The Guardian yesterday relaunched its mobile app and introduced a new homepage design aiming to offer a more engaging, personalised, and seamless experience for readers.
The Guardian says its app is a premium product with 1m daily active users. To serve the needs of this audience, the app has undergone a major overhaul, adding new features and a new homepage design as part of the Guardian’s strategy to increase loyalty and engagement. App users are some of the Guardian’s most active readers, with 15 times the average web page views, added the publisher.
Available to download now on iOS and Android, the Guardian says its new app makes it easier for audiences to discover and explore a wider range of content, further strengthening its relationship with its global audience.
According to the Guardian its new mobile app features include:
- More personalisation: A redesigned and streamlined My Guardian tab allows readers to follow topics and writers that matter to them.
- Enhanced audio: All of the Guardian’s award-winning podcasts will now be available in a dedicated tab, allowing easier discovery via the new in-app audio player. App users can listen to all articles through a new enhanced text-to-speech facility.
- More puzzles: A new hub featuring the Guardian’s most popular games, including Wordwheel, Wordiply and, for the first time in the app, Sudoku.
- A refreshed design: A less overwhelming homepage with curated highlights and improved onboarding for new users.
A new contemporary homepage design has also been launched across all editions of the Guardian in the UK, US, Australia and Europe.

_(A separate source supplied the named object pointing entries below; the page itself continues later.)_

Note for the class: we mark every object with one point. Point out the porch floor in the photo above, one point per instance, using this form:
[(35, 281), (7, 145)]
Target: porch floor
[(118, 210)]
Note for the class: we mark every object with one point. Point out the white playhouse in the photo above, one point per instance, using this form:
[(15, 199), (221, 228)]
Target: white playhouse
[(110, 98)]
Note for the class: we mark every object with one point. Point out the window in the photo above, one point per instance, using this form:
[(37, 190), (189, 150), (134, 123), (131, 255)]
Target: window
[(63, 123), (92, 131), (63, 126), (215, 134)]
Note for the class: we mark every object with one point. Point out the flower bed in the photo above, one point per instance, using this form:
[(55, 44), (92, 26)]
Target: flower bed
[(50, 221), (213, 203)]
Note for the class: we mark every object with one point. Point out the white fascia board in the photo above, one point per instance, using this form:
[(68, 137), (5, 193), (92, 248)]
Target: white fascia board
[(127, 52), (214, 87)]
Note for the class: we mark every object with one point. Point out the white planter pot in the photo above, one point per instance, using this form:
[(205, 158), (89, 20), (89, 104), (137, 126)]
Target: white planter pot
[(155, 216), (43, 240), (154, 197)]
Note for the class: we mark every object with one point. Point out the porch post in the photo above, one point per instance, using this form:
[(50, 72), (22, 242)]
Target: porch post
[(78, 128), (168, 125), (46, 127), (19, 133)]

The redesign puts mobile first, the publisher continued, responding to the needs of 75% of the Guardian digital audience who visit daily using a mobile device. The Guardian says its best and most distinctive journalism is now displayed more prominently, ensuring readers can easily keep up to date with the latest news, while also exploring the full breadth of the Guardian’s features, opinion, sport, lifestyle and culture journalism.